Speakers Reflect On Impact Museum Learning Center Could Have On City
By MARK EVANS
mevans@stegenherald.com

Ste. Genevieve Museum Learning Center curator Guy Darrough and his wife, Doris, are recognized during the museum’s grand opening ceremony Dec. 11. (Photo by MARK EVANS/Herald staff)
State and local officials and representatives of the scientific community were on hand Dec. 11, to officially mark the Ste. Genevieve Museum Learning Center grand opening and ribbon-cutting.
Those who spoke all agreed that the museum and its emphasis on dinosaurs, thanks to curator Guy Darrough, should be a huge boost to Ste. Genevieve.
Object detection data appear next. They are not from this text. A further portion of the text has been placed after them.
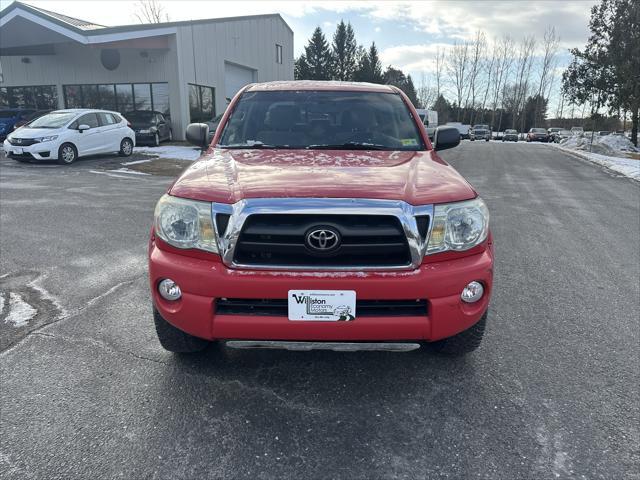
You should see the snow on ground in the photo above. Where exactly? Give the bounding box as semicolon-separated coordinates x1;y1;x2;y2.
134;145;200;161
548;142;640;180
4;292;38;327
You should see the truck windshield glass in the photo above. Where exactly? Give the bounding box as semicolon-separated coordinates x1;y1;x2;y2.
26;112;77;128
217;90;426;150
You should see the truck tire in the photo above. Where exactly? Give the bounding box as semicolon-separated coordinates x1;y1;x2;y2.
153;307;211;353
429;311;488;357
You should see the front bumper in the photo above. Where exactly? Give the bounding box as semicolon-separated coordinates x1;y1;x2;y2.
2;140;58;160
149;237;493;341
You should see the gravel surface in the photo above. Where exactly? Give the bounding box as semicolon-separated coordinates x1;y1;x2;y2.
0;142;640;480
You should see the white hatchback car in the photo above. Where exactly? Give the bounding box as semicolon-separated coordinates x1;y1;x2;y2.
3;109;136;165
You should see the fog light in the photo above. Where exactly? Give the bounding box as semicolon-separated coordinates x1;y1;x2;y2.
158;278;182;302
460;282;484;303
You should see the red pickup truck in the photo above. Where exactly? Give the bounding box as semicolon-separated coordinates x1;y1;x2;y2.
149;81;494;354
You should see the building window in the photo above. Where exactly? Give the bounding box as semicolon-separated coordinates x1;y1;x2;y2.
0;85;58;110
63;83;171;117
189;83;216;123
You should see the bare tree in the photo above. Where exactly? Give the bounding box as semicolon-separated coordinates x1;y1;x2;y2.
447;42;469;121
134;0;169;23
435;47;446;99
464;30;487;123
512;36;536;130
418;72;438;108
533;26;560;122
491;35;515;128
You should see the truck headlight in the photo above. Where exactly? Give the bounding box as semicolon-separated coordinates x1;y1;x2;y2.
154;194;218;253
427;197;489;254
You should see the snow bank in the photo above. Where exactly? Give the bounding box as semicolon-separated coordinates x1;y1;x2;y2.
549;142;640;181
134;145;200;161
560;135;640;157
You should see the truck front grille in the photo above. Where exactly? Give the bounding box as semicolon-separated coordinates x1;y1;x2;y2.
234;214;410;269
215;298;427;317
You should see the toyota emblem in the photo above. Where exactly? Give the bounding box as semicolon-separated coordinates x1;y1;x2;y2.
306;228;340;252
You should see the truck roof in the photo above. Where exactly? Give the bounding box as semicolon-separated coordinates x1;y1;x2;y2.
246;80;397;93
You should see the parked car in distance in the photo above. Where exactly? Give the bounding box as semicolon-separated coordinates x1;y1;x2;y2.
527;128;549;142
0;108;35;141
445;122;471;140
149;81;494;354
124;110;173;147
3;109;136;164
13;110;51;131
469;125;491;142
554;130;573;143
502;128;518;142
547;127;562;142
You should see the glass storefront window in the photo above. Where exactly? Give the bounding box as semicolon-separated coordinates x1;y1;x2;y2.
189;83;216;123
133;83;152;110
116;83;133;113
0;85;58;110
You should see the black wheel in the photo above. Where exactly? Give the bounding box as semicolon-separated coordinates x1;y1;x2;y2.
58;143;78;165
429;312;488;356
118;138;133;157
153;307;210;353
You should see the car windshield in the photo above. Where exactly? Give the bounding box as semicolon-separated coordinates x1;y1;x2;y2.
25;112;77;128
0;110;18;118
125;111;155;123
218;90;426;150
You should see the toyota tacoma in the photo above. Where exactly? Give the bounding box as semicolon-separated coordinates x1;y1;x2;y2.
149;81;494;354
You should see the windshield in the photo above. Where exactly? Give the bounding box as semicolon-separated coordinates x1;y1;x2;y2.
125;111;155;122
218;91;425;150
0;110;18;118
25;112;77;128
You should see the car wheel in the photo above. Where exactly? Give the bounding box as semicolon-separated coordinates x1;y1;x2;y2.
153;307;211;353
118;138;133;157
58;143;78;165
429;311;488;356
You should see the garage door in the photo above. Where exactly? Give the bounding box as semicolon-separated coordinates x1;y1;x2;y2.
224;63;255;100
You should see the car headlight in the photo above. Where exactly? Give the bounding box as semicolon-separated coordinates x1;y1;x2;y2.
34;135;58;143
154;194;218;253
427;197;489;254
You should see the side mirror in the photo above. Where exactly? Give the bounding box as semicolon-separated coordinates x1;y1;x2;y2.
433;127;460;151
186;123;209;148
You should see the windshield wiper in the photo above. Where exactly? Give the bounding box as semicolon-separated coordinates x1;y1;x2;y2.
216;142;292;149
305;142;392;150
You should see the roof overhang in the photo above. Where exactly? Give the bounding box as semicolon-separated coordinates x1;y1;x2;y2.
0;5;176;51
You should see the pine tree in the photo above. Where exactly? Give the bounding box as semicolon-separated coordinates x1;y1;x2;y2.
301;27;332;80
353;42;384;83
562;0;640;145
332;20;358;81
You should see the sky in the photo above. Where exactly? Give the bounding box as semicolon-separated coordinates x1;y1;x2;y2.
0;0;598;110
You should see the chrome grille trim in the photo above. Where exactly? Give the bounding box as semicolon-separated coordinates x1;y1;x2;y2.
212;198;433;271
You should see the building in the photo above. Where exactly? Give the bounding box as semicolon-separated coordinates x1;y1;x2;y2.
0;2;293;139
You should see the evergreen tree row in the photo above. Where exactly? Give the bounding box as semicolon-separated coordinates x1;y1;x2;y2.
295;20;420;108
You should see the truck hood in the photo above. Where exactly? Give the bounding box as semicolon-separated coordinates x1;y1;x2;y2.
169;149;476;205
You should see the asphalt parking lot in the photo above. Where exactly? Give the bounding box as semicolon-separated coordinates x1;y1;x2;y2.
0;142;640;479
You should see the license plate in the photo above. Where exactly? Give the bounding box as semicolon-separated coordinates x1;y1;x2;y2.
288;290;356;322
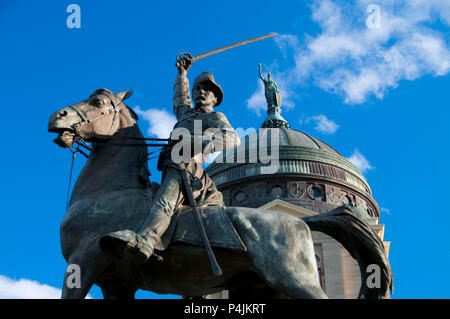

Robert Wolk, president of the museum board of directors, was master of ceremonies. He gave a brief history of how the new museum and its possession of Darrough’s impressive collection came into being.
Guests included Gary Romine, former state senator and current chair of the Missouri Tax Commission; State Representatives Dale Wright and Rick Francis; Presiding Commissioner Garry Nelson; Mayor Paul Hassler; tourism director Jeff Wix; Vern Bauman, longtime Levee District No. 3 president; Sandra Cabot, now with the Missouri Department of Economic Development and former Ste. Genevieve tourism director; Akiko Shinya, preparer for the Field Museum in Chicago; paleontologist Peter Makovicky; and, of course, Guy and Doris Darrough, whose authentic fossils and life size dinosaur reproductions form the center of the new museum’s appeal.
Wolk told how the original Ste. Genevieve Museum opened in 1935 in the building (built two years earlier) now occupied by the Sainte Genevieve Art Guild, to help mark the city’s alleged Bicentennial that year.
While it “was a nice museum, focusing on local history, Wolk said it “became complacent and we had a tough time paying our bills.”
“The museum board actually decided we had to do something different,” Wolk said. “We wanted to be a thriving piece of this community and actually contribute to the livelihood of the community.”
That opportunity came about in 2014, when Bauman introduced Wolk to Darrough, who had a dinosaur museum in Bollinger County. Darrough expressed interest in combining museums and establishing a learning center.
He foresaw a center where “the story of life on earth could be explained, from the single cell … on up through life today.” It would be a place “where young and old minds could touch and enjoy life on earth,” Wolk said.
Wolk said Darrough was “a good salesman.” Later, a “think tank” with people like Cabot, Nelson, Wolk, former Mayor Dick Greminger, Bob Roth and others, who hashed out the idea.
Darrough required a professional building and a board that would run things for him before agreeing. The former Koetting store was purchased in 2018 and painstakingly restored. Bacon Commercial Design came up with a design to set up a modern museum and hands-on learning site in the century-old building.
A capital funding campaign was mounted to make this possible.